Preference for Short over Long leveraged products reflected investment bearishness and a willingness to play market volatility. ETF Securities’ S&L Equity platform has attracted $101m YTD, as turbulent equity markets have seen investors engage in high levels of tactical investing. Currency ETCs also saw AuM rising by 27% to $481m.

James Butterfill, ETF Securities’ Head of Research & Investment Strategy, said : “By far the largest inflows into ETF Securities ETPs since the beginning of the year have been into Gold ETPs, with total inflows of $2.3bn in the first half of 2016. This increase reflected investors flocking to safe-havens prompted by Brexit; uncertain monetary policy from the European Central Bank and the US Federal Reserve; and political worries over the US presidential race. As speculative positioning in Gold has reached record highs, some investors have looked towards Silver as an alternative, which has seen inflows of US$166m and is more attractively valued relative to gold.”

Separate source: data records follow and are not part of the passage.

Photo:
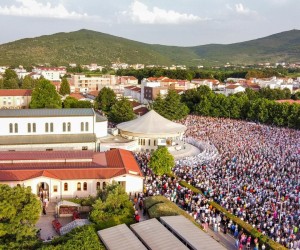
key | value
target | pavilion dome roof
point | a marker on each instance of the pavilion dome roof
(151, 123)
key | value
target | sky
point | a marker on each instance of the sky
(168, 22)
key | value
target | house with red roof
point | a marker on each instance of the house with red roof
(15, 98)
(56, 175)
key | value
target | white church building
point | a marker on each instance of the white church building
(56, 175)
(51, 129)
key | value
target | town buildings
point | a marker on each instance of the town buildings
(15, 98)
(56, 175)
(51, 129)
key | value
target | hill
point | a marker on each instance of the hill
(85, 47)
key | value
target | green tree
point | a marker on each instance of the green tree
(161, 161)
(84, 237)
(296, 96)
(171, 106)
(28, 82)
(121, 111)
(112, 208)
(19, 211)
(106, 99)
(71, 102)
(10, 79)
(44, 95)
(64, 87)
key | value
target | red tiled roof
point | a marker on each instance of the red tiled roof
(141, 111)
(232, 86)
(51, 68)
(77, 96)
(135, 104)
(94, 93)
(289, 101)
(44, 155)
(15, 92)
(101, 165)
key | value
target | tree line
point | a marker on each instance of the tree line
(220, 74)
(249, 106)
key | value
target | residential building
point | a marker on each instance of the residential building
(127, 80)
(59, 175)
(233, 89)
(51, 129)
(85, 84)
(133, 92)
(15, 98)
(51, 73)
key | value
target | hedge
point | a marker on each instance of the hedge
(86, 201)
(158, 206)
(247, 227)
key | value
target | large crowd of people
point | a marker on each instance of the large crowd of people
(250, 169)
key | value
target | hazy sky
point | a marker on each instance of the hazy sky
(170, 22)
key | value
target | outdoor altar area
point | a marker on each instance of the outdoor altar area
(181, 149)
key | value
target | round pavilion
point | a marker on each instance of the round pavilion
(152, 130)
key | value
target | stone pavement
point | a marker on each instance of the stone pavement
(45, 222)
(185, 150)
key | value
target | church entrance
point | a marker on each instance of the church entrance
(43, 191)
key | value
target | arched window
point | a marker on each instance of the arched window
(10, 128)
(64, 127)
(34, 127)
(29, 127)
(16, 128)
(46, 127)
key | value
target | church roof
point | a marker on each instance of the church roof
(67, 165)
(46, 112)
(151, 123)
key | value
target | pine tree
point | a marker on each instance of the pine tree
(64, 87)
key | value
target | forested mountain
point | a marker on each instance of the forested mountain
(86, 46)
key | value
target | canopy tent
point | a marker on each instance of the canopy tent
(66, 208)
(151, 123)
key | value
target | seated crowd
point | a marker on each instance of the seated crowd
(254, 175)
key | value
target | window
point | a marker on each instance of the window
(10, 128)
(29, 127)
(64, 127)
(66, 186)
(78, 186)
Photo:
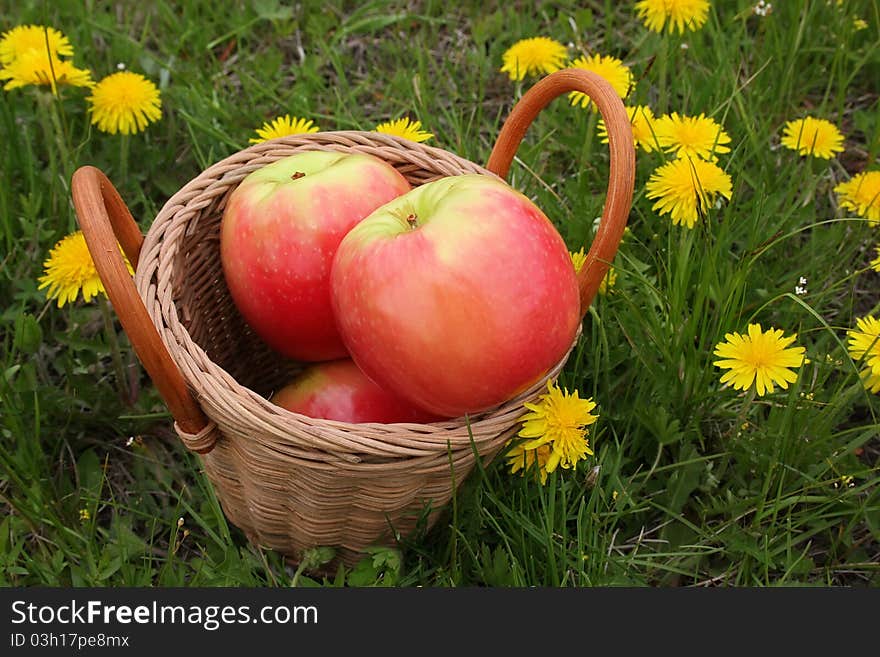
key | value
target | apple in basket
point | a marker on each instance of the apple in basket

Commenting on ETF Securities’ flows, Townsend Lansing, Head of ETCs, said : “After a gold rush that appeared to reflect pure “risk off” sentiment from investors, the S&L and FX flows seem to signify investors are using ETPs to take tactical opportunities amid the market volatility”.

“Before the referendum, we saw historic highs for flows into Short GBP funds, as investors hedged the currency risk implicit in the referendum. But the appetite for short equity products suggests investors expect further market oscillations during Brexit negotiations; the ongoing experiment with negative interest rates, and elections in the US, France and Germany.”

Other areas with strong inflows were Currency hedged Commodities ($116mn), and Emerging Markets Fixed Income, (US$253mn), where investors have turned to EM debt as a source of yield, and see relatively attractive values and decent underlying fundamentals.